Like ants, this list entry was pretty obvious, as cockroaches have been plaguing people’s homes for a very long time, and unless you know how to successfully get rid of every single one of them, you will soon find your home infested with these pests. Cockroaches have roamed the Earth for over 300 million years, and amongst the 4,600 different species, there are 30 which are heavily associated with human occupied territory. Many of us have likely come across at least one cockroach in our lifetime, and have seen them scurrying on the floor with their six legs, and pair of antennae to guide them as they search for food, which can literally be anything lying around the house as they are omnivores.
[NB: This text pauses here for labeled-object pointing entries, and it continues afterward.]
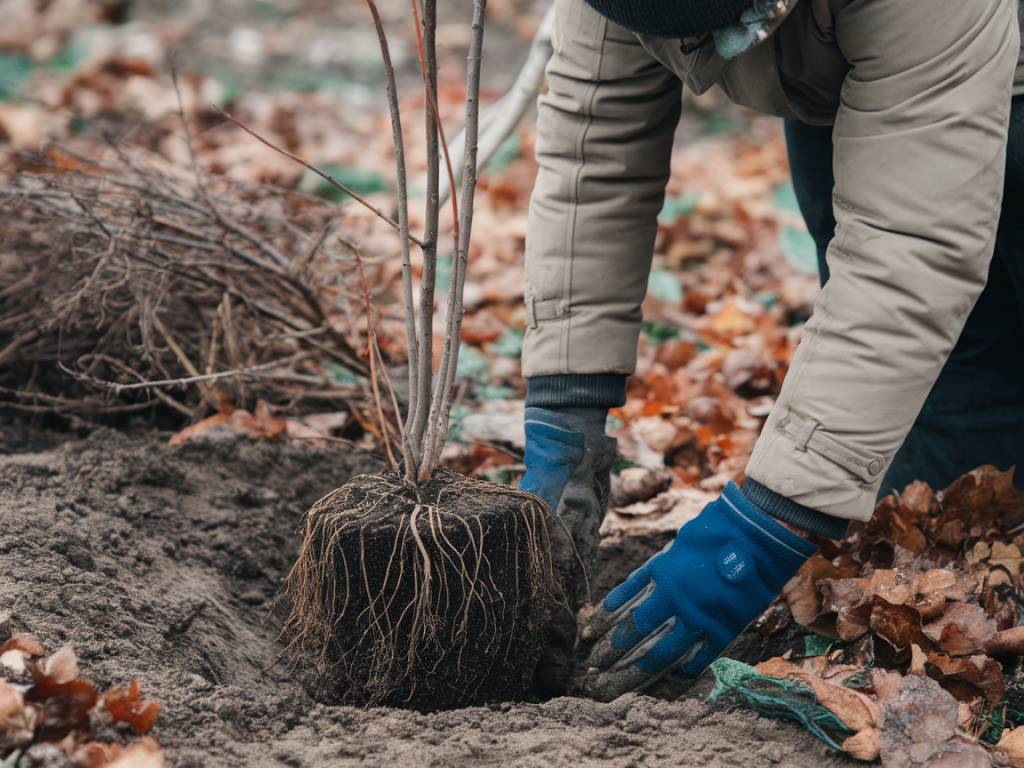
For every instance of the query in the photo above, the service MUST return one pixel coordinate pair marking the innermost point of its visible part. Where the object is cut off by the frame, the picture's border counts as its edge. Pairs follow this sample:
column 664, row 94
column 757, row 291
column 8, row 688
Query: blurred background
column 733, row 273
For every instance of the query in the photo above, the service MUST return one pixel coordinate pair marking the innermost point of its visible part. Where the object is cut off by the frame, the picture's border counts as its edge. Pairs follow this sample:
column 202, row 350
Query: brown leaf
column 962, row 630
column 1010, row 750
column 142, row 754
column 10, row 701
column 856, row 710
column 982, row 497
column 897, row 625
column 919, row 721
column 675, row 353
column 916, row 500
column 638, row 484
column 863, row 744
column 968, row 678
column 801, row 592
column 1008, row 642
column 127, row 706
column 846, row 598
column 918, row 660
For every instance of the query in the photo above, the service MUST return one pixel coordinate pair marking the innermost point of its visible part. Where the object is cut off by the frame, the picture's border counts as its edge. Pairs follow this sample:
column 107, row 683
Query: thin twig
column 373, row 349
column 323, row 174
column 119, row 388
column 410, row 451
column 441, row 407
column 427, row 48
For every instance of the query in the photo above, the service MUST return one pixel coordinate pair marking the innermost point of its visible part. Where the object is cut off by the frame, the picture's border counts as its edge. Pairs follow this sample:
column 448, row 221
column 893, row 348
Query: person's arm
column 920, row 143
column 920, row 153
column 604, row 144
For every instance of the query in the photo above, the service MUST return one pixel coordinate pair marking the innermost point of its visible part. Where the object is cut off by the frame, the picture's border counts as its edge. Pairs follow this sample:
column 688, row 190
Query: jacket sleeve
column 604, row 144
column 920, row 143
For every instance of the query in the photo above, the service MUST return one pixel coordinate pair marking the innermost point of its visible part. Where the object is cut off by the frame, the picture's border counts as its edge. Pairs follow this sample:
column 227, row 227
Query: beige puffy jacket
column 919, row 92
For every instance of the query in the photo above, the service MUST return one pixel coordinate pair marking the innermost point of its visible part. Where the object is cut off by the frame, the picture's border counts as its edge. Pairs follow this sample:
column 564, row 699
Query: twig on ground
column 323, row 174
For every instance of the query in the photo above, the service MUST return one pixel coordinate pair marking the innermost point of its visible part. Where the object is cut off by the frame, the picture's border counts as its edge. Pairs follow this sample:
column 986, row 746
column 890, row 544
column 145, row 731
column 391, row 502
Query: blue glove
column 683, row 607
column 554, row 451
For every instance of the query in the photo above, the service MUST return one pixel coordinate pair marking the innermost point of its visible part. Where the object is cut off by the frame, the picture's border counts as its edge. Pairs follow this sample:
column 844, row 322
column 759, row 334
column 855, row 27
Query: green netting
column 785, row 699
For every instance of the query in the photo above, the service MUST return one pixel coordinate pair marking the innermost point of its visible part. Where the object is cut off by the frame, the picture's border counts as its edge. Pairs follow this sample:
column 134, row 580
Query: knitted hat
column 672, row 17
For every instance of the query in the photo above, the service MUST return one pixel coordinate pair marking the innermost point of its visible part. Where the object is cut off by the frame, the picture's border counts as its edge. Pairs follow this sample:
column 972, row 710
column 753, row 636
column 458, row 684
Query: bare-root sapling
column 420, row 586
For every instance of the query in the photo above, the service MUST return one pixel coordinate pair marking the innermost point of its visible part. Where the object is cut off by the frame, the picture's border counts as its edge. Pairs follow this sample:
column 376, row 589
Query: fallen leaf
column 897, row 625
column 1008, row 642
column 61, row 667
column 801, row 592
column 127, row 706
column 142, row 754
column 1010, row 750
column 918, row 659
column 638, row 484
column 856, row 710
column 863, row 744
column 918, row 722
column 964, row 629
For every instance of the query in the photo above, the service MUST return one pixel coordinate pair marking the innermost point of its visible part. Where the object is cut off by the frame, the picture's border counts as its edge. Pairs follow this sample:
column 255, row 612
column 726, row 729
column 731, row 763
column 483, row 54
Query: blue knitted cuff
column 796, row 514
column 602, row 390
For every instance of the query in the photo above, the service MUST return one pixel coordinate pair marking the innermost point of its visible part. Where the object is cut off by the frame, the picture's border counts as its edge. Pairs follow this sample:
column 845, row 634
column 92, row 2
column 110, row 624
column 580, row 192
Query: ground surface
column 162, row 563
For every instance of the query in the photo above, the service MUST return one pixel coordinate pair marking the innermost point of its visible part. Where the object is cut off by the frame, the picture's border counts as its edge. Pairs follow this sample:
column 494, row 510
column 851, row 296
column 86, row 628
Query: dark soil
column 432, row 597
column 162, row 563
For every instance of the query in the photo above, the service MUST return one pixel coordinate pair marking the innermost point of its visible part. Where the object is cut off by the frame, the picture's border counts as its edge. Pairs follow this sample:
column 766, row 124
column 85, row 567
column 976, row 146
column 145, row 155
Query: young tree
column 420, row 586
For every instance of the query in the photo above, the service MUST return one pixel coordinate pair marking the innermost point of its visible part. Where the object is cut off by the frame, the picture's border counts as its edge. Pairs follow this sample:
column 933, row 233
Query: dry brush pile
column 129, row 283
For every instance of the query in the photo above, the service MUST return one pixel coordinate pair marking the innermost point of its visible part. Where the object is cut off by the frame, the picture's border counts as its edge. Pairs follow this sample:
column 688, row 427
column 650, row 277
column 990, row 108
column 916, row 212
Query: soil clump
column 163, row 563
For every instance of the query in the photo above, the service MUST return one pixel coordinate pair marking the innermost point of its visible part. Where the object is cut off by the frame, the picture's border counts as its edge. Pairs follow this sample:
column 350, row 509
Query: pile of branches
column 129, row 284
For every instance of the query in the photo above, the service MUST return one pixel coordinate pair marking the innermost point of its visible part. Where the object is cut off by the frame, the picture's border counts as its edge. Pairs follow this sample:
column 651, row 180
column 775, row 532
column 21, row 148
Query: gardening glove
column 568, row 460
column 568, row 464
column 681, row 609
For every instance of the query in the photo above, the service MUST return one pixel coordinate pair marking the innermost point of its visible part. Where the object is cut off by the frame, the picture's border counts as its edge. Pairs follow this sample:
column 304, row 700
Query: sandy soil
column 162, row 563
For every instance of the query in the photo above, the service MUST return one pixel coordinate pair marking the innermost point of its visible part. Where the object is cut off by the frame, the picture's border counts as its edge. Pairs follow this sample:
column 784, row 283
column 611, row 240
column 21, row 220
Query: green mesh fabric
column 784, row 699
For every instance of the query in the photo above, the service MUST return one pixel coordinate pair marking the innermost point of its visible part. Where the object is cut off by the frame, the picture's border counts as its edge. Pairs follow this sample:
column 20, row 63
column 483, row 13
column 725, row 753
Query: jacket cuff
column 786, row 510
column 604, row 390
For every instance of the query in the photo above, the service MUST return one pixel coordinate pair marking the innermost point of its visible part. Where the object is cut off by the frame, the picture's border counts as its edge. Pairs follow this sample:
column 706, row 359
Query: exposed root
column 430, row 596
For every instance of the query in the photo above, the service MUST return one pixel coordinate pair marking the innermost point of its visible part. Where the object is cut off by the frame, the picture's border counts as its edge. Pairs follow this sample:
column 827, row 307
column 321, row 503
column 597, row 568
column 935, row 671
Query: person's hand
column 555, row 449
column 568, row 464
column 681, row 609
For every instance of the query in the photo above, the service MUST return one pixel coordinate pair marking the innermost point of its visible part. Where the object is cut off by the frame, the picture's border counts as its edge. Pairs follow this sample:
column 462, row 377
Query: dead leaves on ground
column 49, row 715
column 923, row 607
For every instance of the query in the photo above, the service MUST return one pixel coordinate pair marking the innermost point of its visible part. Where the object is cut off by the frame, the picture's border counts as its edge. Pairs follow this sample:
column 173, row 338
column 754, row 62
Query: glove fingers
column 638, row 627
column 653, row 655
column 616, row 602
column 674, row 649
column 604, row 686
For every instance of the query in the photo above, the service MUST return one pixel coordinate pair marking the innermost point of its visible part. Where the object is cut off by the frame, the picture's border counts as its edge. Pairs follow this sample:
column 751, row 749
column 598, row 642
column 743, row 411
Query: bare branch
column 323, row 174
column 500, row 120
column 410, row 450
column 441, row 406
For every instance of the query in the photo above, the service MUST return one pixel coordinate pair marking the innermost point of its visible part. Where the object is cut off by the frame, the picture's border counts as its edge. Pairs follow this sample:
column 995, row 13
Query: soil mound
column 163, row 562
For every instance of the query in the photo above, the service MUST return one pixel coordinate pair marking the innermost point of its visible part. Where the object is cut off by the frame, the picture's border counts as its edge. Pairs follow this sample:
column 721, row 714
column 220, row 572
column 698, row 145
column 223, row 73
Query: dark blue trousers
column 975, row 412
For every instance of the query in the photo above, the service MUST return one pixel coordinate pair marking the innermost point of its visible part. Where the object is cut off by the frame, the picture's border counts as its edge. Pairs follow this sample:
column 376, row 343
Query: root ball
column 432, row 596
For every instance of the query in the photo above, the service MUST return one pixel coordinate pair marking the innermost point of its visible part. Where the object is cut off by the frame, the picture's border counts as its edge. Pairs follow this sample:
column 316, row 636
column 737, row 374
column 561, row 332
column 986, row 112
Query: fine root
column 426, row 596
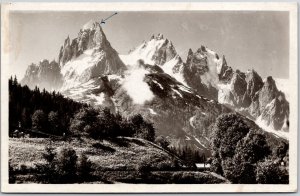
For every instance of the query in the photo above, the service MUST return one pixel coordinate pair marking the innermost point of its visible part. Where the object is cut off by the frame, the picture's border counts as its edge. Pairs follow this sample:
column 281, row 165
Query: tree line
column 55, row 114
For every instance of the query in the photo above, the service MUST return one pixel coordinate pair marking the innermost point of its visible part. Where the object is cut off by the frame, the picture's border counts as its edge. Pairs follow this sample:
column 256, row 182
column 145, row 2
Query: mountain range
column 181, row 97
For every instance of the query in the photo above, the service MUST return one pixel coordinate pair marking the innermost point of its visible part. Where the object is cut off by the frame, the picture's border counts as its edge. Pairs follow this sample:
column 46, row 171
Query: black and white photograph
column 149, row 97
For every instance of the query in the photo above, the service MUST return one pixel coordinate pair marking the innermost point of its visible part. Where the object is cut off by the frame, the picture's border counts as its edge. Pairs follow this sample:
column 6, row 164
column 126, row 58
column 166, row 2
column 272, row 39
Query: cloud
column 135, row 85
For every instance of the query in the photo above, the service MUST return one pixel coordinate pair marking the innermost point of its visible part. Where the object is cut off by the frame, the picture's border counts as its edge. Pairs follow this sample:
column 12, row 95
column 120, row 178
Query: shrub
column 143, row 169
column 67, row 165
column 269, row 172
column 84, row 168
column 162, row 141
column 39, row 120
column 236, row 150
column 11, row 173
column 49, row 168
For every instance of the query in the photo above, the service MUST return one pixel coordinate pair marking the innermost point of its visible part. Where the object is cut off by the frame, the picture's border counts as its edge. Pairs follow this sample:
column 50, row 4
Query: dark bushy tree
column 84, row 168
column 67, row 165
column 236, row 150
column 162, row 141
column 39, row 120
column 269, row 172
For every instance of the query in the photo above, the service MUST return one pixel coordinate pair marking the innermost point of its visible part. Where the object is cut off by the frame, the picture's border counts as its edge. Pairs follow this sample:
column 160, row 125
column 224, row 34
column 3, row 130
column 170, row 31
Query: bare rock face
column 44, row 75
column 238, row 87
column 254, row 84
column 268, row 92
column 276, row 113
column 195, row 67
column 226, row 72
column 89, row 55
column 165, row 53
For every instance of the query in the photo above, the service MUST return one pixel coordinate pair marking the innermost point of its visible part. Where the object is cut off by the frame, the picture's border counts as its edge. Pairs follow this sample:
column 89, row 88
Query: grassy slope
column 121, row 155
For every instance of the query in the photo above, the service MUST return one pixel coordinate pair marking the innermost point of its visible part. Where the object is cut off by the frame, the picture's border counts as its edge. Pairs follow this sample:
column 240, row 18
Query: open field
column 114, row 161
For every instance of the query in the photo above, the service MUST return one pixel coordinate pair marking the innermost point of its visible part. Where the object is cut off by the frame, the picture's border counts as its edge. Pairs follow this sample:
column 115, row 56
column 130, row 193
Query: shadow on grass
column 121, row 142
column 103, row 147
column 138, row 142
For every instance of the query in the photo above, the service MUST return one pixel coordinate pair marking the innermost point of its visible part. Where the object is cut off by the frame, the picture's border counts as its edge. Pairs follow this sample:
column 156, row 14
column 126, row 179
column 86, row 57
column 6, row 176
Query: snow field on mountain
column 283, row 85
column 135, row 85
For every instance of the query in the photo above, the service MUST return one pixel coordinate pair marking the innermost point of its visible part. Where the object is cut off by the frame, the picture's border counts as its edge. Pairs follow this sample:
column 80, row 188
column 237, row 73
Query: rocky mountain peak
column 91, row 36
column 268, row 92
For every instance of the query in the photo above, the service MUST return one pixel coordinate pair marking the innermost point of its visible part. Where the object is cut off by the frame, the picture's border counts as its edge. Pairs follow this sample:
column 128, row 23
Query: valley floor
column 114, row 161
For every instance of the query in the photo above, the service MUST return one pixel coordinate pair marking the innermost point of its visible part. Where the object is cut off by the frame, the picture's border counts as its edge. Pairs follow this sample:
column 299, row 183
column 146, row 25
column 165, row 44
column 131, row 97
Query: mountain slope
column 182, row 99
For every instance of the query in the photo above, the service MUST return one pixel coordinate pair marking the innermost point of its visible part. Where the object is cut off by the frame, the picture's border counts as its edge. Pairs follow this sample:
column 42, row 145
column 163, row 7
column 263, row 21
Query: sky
column 256, row 39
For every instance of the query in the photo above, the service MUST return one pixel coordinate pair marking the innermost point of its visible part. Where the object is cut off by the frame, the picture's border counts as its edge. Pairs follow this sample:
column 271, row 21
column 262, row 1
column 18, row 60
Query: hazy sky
column 258, row 40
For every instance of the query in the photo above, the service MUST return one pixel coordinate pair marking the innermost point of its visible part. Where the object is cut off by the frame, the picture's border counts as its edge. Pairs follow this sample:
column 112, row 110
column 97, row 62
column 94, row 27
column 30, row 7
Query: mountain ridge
column 189, row 92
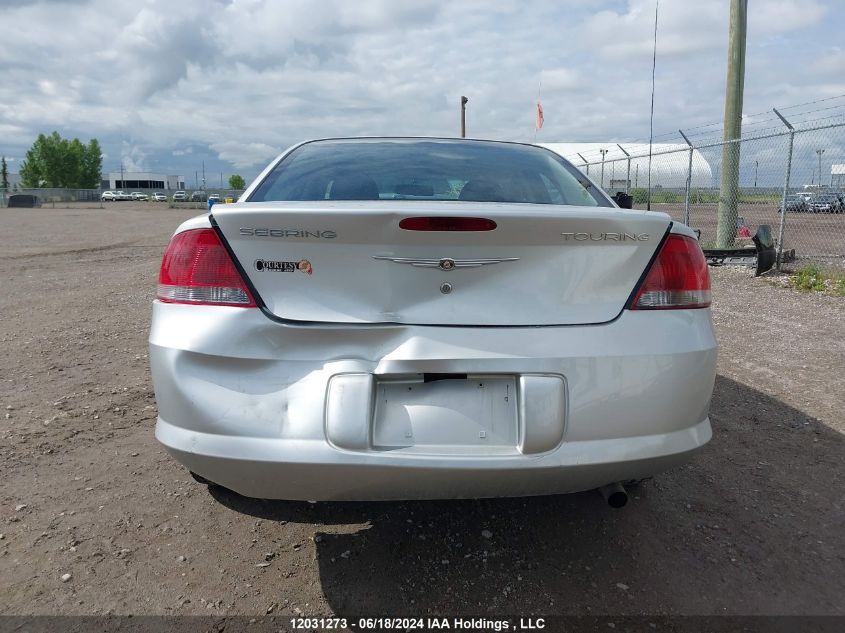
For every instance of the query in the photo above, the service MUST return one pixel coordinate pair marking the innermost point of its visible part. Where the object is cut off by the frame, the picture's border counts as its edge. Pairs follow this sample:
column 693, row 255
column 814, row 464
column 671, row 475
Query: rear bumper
column 247, row 403
column 314, row 470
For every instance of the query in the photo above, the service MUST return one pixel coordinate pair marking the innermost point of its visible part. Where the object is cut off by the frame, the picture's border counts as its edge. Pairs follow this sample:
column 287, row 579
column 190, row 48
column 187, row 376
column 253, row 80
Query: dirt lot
column 753, row 526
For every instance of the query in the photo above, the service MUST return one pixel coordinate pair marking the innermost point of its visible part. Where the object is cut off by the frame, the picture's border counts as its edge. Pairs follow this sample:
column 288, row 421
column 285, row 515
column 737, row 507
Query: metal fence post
column 689, row 180
column 785, row 188
column 628, row 176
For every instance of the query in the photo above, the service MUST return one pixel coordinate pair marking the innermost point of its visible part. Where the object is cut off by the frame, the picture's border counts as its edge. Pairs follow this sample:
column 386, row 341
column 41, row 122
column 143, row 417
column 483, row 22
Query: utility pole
column 603, row 152
column 628, row 175
column 820, row 152
column 729, row 189
column 585, row 162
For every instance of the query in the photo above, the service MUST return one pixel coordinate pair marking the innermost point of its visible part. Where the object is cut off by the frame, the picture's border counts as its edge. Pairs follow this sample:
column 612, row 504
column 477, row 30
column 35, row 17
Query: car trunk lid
column 351, row 262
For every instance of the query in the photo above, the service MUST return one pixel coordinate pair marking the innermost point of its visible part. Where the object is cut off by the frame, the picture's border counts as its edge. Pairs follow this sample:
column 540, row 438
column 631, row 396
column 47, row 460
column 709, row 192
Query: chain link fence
column 801, row 170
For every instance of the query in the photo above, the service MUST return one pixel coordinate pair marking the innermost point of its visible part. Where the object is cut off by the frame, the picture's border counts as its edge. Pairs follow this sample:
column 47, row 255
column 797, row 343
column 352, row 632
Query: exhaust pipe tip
column 614, row 494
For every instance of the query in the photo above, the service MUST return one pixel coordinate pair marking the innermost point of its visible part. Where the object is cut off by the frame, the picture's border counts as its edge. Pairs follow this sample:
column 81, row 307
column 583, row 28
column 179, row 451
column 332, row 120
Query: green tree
column 4, row 174
column 53, row 161
column 92, row 167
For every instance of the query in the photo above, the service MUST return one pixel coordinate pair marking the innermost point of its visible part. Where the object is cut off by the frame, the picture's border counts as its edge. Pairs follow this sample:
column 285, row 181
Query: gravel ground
column 96, row 518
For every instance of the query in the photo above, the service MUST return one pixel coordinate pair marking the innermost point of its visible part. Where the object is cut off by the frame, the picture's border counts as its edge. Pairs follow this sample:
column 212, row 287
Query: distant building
column 141, row 180
column 837, row 175
column 668, row 166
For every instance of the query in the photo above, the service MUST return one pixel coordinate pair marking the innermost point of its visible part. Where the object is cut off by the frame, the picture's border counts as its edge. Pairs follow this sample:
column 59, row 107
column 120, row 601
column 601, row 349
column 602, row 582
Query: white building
column 837, row 175
column 141, row 180
column 669, row 164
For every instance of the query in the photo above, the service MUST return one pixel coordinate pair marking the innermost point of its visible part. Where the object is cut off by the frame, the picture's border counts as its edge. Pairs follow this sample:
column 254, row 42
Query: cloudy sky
column 166, row 85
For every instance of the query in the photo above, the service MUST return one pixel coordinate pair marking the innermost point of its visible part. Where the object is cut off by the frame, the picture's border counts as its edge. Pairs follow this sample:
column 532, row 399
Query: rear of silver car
column 335, row 350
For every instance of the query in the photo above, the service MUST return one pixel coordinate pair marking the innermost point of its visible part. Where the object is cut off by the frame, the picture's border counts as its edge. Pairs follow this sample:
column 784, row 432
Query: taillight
column 197, row 269
column 443, row 223
column 678, row 278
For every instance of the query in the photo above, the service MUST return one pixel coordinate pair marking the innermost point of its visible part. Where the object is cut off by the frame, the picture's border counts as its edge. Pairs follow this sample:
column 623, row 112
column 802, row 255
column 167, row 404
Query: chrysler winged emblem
column 445, row 263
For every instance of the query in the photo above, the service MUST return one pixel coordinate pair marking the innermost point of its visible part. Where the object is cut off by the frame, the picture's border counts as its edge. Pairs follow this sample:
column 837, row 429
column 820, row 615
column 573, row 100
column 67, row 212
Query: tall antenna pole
column 651, row 116
column 729, row 189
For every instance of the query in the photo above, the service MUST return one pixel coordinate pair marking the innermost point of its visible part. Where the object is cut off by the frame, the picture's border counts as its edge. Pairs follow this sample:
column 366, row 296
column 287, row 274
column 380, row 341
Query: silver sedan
column 430, row 318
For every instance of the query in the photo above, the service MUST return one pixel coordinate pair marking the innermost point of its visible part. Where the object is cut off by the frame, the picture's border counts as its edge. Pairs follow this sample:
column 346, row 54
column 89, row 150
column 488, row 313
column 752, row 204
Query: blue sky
column 165, row 86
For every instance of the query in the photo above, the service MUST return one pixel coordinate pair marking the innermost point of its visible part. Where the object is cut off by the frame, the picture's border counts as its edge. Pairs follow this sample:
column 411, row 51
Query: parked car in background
column 826, row 203
column 795, row 204
column 517, row 334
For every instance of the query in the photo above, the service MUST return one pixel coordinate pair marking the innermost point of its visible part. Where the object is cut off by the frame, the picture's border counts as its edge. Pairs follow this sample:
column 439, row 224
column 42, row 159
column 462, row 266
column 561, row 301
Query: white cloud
column 158, row 82
column 245, row 154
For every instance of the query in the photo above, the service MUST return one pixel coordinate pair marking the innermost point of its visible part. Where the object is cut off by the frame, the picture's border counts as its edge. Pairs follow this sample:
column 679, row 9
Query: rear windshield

These insects are incredibly resilient, as they can survive instances of extreme cold and heat if need be, meaning that it will take a lot to get rid of these unwanted house guests.
2. Cellar Spider
With this entry, we have our third and final spider, one which can be found on all of the world’s continents, and although it is known as Pholcus phalangioides in the scientific community, we all know them as cellar spiders, or daddy-longlegs. These spiders are known for having a very small body which they move around using very thin and long legs that can sometimes be up to six times longer than their actual body, which makes their nickname incredibly spot-on. In the wild, these spiders can be found living at the top of caves, but when they make it into a house, they will usually set up their webs on the ceilings of bedrooms, garages, or as their name suggests-cellars. Like most spiders, these guys feed on insects that get caught in their webs, but they also offer their human landlords some benefits as well, as they will search out the nests of other spiders that may be in your home, invade them, and then devour whatever other spider might be there.
1. House Centipede
Centipedes have been around for over 400 million years, and no matter their size or the time period, they have always had a rounded head with a pair of mandibles to go along with the multitude of legs which is what gives them their name. It is believed that there are about 8,000 different centipede species on Earth, most of which are carnivorous in nature, and one of these species, known as Scutigera coleoptrata, has managed to spread throughout the world after originally calling the Mediterranean region its home. We call this species, the house centipede, as it loves to live in basements and crawlspaces, and not only does it move fast with its fifteen pairs of legs, but they are also hunters who prey on other insects like cockroaches and flies; and they are virtually harmless to humans, primarily because they try their hardest to avoid humans whenever one is nearby.